I could see where this was going, or thought I could. “Let me guess; someone cracked the encryption and reverted it again.”

“I wish it were that simple,” said Shara.

“What did happen?” asked Melchior.

“Well, the encryption
was
gone. You got that part right. But instead of reverting it, whoever cracked the system had made a significant upgrade to my code—something that did everything my repair had done but did it better and cleaner. They also added a string that would automatically send an alert if anyone changed anything.”
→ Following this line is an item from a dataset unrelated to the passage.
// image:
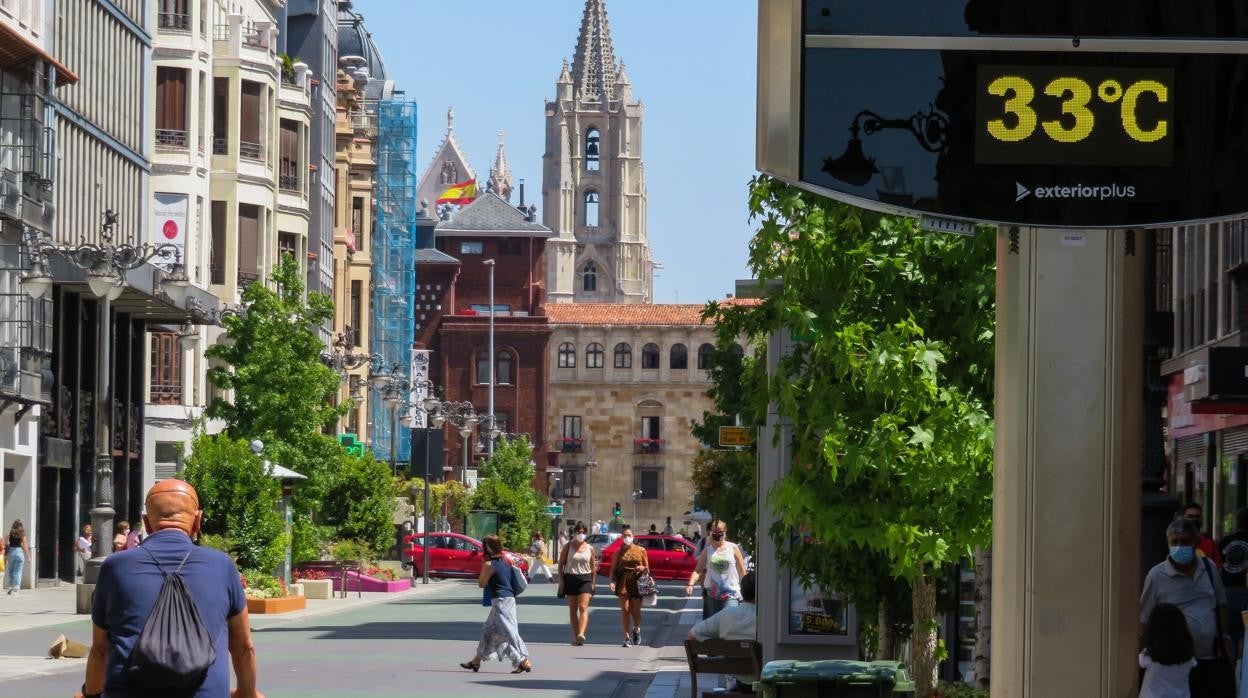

“Send an alert where?” I felt simultaneously fascinated and alarmed.

“I don’t know. I made a change just to trigger the alert so I could backtrack it. But when I tried to follow the thing, I hit some sort of weird internal firewall or scrambling system. I was just trying to figure out how to crack that when another alert pulse came through from the original subsystem.” She dropped back into the chair and started rubbing her eyes again.